Antonio Ratti
- Luca Cottini

- Feb 5
- 2 min read
A true 20th century Renaissance man. Antonio Ratti (1915-2002) was not just the founder of Como’s celebrated Silk Mill (Tessitura Serica Antonio Ratti), which would market and sell high quality fabrics for ties and scarves in the post-war years, but also the visionary patron of the Antonio Ratti Textile Center at the Metropolitan Museum of Art in New York, a center of conservation, restoration and cataloguing of MET’s collection of textiles.
As he wove together #business and #art, Ratti saw #textiles as fundamental sources of knowledge about our present and our past, and #culture as a force to endow any entrepreneurial activity with everlasting relevance.
This idea would apply to his business venture since its start in 1945, in the postwar years, as his company (now the Ratti Group) eventually became a world-renowned producer of textiles, and as its artifacts gained the status of timeless cultural products.

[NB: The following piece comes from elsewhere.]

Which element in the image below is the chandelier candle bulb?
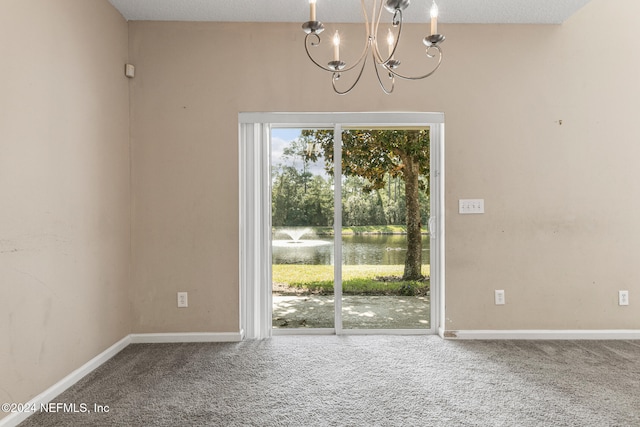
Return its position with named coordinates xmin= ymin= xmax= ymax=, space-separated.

This idea would also define a new image of the #entrepreneur as a cultural patron, or, as he used to say about himself, as the “first violin in a large orchestra.” His project of a world “library of textiles” then served the purpose to catalogue and preserve the company’s textile heritage and, at the same time, became the platform to recreate industry as a ground to support the arts, promote research, and encourage new technological solutions.
In addition to the Textile Center at the MET, Ratti’s legacy is now enshrined in the Fondazione Antonio Ratti (FAR), which is located in the historic Villa Sucota on the shores of Lake Como. From textiles to texts, from business to culture, from silk to art.